ETL stands for Extract, Transform, and Load. It is a crucial process in data warehousing that involves three distinct steps:
-
Extract: In this step, data is gathered from one or more sources. For my project, I have chosen to use a public dataset from Kaggle, provided in the form of a CSV file.
-
Transform: The extracted data then undergoes various manipulations. These manipulations can include cleaning, filtering, validating, and aggregating data.
-
Load: The final step involves loading the transformed data into a target system, which is often a data warehouse, database, or data lake.
This project is organized into three main folders, each serving a specific purpose:
-
Extract & Transform: Contains a Python script responsible for extracting and transforming the data from a single large CSV file to several smaller CSV files, each representing a table of the SQL database to be created.
-
Database: Focuses on SQL database creation and loading the transformed data into the database.
-
Dashboard: Includes a copy of the dashboard created to analyze the cleaned and organized data.
Each folder contains an additional README.md file with detailed explanations and instructions for setting up and running the project on your local machine.

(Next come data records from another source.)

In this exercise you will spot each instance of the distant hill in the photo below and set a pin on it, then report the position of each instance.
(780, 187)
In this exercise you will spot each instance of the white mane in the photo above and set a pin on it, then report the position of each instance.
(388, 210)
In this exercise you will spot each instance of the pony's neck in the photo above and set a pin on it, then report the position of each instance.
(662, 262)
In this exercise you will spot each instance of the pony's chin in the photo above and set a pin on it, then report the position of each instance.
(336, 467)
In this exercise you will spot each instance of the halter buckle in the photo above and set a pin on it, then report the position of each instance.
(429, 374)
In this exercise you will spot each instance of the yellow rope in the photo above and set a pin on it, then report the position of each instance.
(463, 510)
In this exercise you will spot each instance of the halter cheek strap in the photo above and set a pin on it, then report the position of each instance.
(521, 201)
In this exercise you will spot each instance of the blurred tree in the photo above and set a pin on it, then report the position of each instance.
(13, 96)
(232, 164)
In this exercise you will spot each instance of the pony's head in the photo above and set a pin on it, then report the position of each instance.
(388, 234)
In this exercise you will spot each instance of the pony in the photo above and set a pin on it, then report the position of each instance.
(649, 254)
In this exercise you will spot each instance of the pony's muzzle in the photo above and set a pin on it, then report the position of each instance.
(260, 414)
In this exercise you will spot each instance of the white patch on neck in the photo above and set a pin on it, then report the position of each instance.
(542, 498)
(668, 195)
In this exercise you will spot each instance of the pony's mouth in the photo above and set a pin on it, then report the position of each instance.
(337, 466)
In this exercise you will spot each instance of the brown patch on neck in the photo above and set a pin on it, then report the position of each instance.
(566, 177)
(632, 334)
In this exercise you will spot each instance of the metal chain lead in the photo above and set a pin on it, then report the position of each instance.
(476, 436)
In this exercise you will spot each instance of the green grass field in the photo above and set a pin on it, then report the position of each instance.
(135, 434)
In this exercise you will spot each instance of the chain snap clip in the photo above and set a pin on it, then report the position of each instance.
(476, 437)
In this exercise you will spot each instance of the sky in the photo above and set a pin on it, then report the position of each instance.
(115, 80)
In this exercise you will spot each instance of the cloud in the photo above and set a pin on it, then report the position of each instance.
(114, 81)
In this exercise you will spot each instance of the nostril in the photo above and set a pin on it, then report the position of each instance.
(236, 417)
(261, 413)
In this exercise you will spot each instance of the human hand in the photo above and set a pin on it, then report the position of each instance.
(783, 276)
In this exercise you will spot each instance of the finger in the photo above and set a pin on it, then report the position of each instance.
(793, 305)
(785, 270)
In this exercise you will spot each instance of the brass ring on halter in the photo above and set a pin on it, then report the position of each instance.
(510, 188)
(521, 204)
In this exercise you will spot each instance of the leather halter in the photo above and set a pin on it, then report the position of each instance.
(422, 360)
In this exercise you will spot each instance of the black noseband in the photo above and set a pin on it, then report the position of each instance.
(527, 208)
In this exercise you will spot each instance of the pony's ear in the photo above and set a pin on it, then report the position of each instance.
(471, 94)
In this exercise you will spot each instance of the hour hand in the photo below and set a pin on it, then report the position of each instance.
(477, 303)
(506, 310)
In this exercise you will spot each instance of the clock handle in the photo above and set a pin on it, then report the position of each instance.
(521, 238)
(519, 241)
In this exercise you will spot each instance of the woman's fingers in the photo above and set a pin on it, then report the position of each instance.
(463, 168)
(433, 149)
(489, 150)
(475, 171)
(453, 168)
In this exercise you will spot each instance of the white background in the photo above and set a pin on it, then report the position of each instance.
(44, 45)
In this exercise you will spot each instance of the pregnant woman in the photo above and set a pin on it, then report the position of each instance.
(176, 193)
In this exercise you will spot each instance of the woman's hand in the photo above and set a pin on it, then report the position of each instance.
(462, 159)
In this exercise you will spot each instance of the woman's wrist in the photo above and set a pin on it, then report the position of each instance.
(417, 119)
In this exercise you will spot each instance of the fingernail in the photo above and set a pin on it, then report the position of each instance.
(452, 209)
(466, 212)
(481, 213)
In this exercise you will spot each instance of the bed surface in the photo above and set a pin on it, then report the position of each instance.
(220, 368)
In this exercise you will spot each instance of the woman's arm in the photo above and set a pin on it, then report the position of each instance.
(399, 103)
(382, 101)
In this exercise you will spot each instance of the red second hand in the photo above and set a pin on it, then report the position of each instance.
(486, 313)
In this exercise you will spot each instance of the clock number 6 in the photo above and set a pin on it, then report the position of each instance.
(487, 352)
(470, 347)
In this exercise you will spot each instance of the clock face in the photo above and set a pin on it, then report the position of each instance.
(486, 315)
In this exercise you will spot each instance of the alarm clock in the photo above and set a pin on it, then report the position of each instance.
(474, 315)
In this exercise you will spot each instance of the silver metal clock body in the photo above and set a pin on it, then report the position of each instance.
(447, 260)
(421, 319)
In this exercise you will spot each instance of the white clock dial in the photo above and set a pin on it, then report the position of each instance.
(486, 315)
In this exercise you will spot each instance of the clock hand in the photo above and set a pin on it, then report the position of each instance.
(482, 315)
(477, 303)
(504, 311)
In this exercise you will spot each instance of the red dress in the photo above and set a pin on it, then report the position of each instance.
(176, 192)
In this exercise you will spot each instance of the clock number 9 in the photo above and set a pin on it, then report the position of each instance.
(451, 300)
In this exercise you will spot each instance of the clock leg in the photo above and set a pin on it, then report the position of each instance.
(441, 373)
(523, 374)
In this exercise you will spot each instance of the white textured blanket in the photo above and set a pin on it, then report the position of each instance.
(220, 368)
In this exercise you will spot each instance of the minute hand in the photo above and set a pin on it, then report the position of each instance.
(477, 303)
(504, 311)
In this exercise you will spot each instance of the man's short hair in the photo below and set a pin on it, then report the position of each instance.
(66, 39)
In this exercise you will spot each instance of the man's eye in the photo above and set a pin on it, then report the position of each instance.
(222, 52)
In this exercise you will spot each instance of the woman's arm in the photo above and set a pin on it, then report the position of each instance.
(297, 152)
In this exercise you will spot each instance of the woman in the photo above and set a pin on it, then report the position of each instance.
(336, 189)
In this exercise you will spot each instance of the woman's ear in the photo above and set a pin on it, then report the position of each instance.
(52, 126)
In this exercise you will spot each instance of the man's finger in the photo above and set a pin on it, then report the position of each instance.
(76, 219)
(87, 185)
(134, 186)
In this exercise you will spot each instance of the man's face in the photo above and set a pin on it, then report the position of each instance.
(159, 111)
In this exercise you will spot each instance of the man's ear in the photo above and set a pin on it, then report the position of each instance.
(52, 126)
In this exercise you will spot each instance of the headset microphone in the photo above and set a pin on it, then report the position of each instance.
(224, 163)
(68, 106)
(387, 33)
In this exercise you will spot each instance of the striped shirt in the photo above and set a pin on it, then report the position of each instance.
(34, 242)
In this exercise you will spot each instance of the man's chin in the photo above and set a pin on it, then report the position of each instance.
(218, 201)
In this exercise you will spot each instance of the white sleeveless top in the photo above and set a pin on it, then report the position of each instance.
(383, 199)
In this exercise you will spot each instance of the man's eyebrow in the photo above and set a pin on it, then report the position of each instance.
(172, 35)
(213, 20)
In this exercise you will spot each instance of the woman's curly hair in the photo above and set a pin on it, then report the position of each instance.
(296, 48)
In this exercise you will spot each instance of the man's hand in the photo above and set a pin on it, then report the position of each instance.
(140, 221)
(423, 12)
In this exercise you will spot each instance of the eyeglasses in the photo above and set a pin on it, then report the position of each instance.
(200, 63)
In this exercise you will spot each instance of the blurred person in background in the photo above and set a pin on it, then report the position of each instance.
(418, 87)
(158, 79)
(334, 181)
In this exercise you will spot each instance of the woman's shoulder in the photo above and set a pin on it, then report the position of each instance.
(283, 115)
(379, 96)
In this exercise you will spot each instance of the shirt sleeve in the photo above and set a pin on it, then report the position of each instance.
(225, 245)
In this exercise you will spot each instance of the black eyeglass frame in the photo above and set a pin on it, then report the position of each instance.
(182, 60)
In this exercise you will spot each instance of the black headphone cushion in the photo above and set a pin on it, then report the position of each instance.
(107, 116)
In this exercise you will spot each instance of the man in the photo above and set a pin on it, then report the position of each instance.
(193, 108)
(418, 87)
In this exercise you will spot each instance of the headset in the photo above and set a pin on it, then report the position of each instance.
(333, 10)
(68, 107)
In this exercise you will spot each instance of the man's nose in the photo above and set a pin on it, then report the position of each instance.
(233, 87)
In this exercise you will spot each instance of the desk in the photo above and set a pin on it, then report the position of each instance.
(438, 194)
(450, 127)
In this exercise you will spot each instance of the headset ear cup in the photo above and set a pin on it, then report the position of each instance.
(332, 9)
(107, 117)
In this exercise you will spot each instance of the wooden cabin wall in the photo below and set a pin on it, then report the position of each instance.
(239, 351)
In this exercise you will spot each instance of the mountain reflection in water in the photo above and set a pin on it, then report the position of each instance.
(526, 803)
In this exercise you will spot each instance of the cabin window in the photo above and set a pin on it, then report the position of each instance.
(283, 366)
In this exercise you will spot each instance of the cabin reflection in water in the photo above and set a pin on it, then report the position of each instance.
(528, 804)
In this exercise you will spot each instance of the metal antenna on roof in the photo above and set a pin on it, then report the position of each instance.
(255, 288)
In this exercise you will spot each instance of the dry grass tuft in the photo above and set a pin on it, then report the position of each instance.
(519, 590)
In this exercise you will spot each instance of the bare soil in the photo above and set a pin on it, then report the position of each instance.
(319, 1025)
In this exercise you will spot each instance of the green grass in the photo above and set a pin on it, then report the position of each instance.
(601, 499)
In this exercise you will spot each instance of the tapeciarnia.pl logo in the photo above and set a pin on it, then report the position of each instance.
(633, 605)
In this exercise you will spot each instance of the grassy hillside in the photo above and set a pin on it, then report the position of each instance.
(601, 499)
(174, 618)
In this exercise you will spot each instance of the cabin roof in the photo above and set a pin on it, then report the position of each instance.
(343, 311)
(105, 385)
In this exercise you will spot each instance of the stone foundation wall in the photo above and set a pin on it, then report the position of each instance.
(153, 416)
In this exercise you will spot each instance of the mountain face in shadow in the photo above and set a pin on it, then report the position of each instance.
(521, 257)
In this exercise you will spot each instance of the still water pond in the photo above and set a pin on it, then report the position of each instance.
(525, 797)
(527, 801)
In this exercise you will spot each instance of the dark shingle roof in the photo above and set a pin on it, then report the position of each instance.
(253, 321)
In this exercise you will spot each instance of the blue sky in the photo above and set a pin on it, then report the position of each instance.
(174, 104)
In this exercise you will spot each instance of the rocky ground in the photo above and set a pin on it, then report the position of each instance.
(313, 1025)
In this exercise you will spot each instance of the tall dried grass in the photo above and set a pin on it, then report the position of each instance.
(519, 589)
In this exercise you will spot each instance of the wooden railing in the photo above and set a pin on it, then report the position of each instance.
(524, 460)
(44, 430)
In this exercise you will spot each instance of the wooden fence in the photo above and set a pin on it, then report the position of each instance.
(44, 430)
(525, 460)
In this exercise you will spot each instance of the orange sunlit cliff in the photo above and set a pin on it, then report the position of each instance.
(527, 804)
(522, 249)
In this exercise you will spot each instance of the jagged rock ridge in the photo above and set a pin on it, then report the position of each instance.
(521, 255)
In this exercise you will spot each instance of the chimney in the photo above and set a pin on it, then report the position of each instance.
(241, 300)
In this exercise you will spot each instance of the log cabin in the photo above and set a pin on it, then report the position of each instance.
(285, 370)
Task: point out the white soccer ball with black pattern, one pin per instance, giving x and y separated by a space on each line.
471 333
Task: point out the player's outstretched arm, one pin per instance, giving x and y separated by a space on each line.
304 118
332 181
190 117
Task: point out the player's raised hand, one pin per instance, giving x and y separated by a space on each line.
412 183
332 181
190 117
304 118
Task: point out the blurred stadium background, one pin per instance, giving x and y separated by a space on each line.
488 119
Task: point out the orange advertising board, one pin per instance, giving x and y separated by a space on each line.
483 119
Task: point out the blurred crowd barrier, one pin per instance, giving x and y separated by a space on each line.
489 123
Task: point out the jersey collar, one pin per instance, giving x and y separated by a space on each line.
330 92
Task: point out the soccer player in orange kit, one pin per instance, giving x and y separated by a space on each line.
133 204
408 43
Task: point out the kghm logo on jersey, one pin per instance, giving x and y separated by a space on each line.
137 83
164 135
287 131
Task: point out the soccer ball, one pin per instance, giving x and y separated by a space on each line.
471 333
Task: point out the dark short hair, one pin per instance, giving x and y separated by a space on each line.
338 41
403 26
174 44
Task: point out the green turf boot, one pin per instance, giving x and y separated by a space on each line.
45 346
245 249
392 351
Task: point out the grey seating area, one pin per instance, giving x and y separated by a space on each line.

To start, download the whole project and locate it in your files. In the database folder, delete every CSV file before starting (they will be recreated by the extract and transform script in the first folder), be sure to create a new folder for the project and move everything to it, then open this project folder in VS Code or your preferred code editor and follow the instructions provided in the respective README file in each of the folders.
- Kaggle Dataset: Superstore Sales Dataset
This is the dataset used in the project. It contains sales data from a fictional superstore.